As the week got underway, up-in-coupon mortgage trades were beginning to feel the love again as investors began to discount the risks of a government-induced refinancing event.
Last week, there were numerous mortgage-backed research that came out following the publication of a report by Morgan Stanley economists called Slam Dunk Stimulus. The economists from the firm said that the U.S. economy could receive an immediate significant boost, without impacting the budget deficit, if "the government merely recognized its existing guarantee on the principal value of a large part of the mortgage market — the mortgages that are backed by Fannie, Freddie and Ginnie — and acted to streamline the refi process."
Before the report, mostly market players believed that the only way higher coupons were able to refinance was through government programs beyond the Home Affordable Modification Program (HAMP) and the Home Affordable Refinance Program.
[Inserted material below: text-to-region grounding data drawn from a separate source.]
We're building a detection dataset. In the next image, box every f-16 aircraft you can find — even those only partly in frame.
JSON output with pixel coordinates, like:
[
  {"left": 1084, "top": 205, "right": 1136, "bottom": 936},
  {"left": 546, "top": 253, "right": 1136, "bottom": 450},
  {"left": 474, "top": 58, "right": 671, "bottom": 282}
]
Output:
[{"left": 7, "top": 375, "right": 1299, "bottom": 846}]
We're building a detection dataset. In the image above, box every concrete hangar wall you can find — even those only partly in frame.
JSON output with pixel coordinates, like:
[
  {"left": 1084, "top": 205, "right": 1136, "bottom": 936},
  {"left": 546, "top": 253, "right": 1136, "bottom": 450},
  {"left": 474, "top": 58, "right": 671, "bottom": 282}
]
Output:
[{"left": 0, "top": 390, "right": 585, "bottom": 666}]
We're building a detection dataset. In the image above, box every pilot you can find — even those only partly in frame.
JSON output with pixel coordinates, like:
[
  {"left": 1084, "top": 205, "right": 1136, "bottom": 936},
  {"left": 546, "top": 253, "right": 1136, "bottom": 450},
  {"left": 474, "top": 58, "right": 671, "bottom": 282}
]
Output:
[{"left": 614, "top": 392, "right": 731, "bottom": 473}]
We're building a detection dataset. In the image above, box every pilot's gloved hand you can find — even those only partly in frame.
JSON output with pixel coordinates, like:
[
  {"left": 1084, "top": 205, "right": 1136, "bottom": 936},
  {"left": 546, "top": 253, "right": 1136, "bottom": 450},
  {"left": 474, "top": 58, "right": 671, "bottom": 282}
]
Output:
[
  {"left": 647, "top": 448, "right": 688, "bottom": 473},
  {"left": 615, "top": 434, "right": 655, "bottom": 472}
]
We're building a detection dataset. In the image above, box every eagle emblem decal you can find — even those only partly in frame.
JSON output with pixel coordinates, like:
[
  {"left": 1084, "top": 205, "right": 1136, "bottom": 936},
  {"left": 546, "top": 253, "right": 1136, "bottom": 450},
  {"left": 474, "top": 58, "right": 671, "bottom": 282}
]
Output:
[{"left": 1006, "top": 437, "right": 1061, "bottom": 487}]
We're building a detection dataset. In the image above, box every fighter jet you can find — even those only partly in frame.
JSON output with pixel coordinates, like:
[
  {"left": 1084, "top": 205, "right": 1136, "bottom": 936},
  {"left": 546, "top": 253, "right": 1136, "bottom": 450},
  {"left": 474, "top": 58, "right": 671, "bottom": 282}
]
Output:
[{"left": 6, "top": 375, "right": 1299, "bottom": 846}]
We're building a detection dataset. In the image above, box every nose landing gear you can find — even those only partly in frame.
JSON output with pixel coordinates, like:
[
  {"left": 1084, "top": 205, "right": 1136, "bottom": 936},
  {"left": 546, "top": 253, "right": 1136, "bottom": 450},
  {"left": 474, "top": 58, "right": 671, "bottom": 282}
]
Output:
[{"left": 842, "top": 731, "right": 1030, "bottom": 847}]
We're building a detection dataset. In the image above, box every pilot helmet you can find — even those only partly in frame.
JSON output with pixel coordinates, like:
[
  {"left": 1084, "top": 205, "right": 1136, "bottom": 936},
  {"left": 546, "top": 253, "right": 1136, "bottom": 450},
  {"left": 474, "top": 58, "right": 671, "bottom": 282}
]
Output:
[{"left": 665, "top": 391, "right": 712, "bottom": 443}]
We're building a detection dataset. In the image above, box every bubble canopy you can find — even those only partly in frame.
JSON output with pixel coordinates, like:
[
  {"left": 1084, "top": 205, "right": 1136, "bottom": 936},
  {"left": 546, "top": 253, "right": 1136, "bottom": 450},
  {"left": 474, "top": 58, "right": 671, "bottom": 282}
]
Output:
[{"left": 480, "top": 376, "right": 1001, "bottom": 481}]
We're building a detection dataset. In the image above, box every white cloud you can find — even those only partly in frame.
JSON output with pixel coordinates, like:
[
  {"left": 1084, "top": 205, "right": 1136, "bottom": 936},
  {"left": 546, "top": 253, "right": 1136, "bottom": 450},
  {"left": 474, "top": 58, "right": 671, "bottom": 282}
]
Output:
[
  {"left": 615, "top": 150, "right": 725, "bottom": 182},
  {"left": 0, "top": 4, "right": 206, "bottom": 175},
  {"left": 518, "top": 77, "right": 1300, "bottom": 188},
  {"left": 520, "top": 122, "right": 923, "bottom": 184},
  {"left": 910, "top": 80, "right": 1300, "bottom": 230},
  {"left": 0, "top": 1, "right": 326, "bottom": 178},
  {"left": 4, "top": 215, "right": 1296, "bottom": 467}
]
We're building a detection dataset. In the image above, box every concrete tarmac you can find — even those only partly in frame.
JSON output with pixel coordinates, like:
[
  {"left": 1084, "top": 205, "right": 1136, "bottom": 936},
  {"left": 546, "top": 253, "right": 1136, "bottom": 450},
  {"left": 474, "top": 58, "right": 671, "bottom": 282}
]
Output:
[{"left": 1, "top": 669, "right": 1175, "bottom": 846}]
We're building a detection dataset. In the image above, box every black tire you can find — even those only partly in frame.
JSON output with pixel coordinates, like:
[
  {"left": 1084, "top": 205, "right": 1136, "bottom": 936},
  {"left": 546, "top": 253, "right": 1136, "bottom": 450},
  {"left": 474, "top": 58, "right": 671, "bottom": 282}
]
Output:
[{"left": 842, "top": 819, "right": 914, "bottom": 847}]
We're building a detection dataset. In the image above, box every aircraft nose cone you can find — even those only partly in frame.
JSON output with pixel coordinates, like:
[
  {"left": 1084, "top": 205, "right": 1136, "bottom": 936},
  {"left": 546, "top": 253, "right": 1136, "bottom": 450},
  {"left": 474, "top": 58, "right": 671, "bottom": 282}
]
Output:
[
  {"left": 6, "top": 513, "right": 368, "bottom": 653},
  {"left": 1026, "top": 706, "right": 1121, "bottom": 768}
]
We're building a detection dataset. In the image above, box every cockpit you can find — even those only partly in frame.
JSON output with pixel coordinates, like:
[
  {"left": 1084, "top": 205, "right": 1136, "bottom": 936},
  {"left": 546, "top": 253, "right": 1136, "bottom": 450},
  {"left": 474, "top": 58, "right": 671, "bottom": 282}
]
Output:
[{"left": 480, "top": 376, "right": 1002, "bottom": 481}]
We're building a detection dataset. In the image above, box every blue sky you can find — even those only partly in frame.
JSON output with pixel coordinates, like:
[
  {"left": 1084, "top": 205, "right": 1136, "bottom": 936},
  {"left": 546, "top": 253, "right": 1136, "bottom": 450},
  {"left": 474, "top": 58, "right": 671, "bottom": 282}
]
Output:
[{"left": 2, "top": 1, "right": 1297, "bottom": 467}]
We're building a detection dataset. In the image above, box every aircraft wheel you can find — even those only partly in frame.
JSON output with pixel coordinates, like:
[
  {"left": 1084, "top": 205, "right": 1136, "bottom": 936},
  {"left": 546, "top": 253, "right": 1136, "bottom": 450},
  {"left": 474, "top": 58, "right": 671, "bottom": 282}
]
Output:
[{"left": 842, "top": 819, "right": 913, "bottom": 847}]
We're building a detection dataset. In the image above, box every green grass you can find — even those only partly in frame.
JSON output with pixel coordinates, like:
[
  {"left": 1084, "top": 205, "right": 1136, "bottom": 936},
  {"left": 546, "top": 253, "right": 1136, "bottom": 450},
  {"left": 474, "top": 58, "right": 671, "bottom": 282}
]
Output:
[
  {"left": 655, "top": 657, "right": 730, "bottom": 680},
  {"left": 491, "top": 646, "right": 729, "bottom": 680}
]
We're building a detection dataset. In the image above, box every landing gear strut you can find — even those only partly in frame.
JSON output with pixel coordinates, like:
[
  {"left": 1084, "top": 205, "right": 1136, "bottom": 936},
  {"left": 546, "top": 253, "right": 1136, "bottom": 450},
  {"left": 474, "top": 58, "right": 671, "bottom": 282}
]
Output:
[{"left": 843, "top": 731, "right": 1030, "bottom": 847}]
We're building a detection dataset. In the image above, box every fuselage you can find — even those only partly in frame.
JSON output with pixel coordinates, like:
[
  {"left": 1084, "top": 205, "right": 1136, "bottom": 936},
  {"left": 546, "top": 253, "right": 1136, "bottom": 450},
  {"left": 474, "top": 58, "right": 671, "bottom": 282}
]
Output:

Most MBS analysts, however, believe that the odds of such an aggressive program happening are very low given the hurdles to develop it, among other things.
The reassurance given by MBS analysts seemed to work as real and fast money investors were buying in 5.5s and 6s through Wednesday.
However, a new round of speculation on Thursday morning caused up-in-coupon agency MBS to underperform once again, according to a Bank of America Merrill Lynch report released yesterday.
This episode of market anxiety was caused by a Reuters news article that argued that the Obama administration could have a dramatic announcement ahead of the upcoming elections to forgive principal for underwater borrowers.
As a result, the Treasury department released a press statement clarifying that the U.S. Treasury is not considering allowing Fannie Mae and Freddie Mac to forgive residential mortgage debt that goes over a property's current market value.
Considering current historically high agency MBS dollar prices, analysts said that the market's nervousness is fairly high that something dramatic could happen prior to the election season that would result in the MBS coupon stack repricing because of policy changes like these.
"We warn investors not to overreact to news articles about changes that are already planned," BofA Merill analysts said.
Nevertheless, BofA Merrill analysts believe that the housing market remains "fairly fragile." The government, they said, is probably going to enhance the existing Making Home Affordable program to improve effectiveness.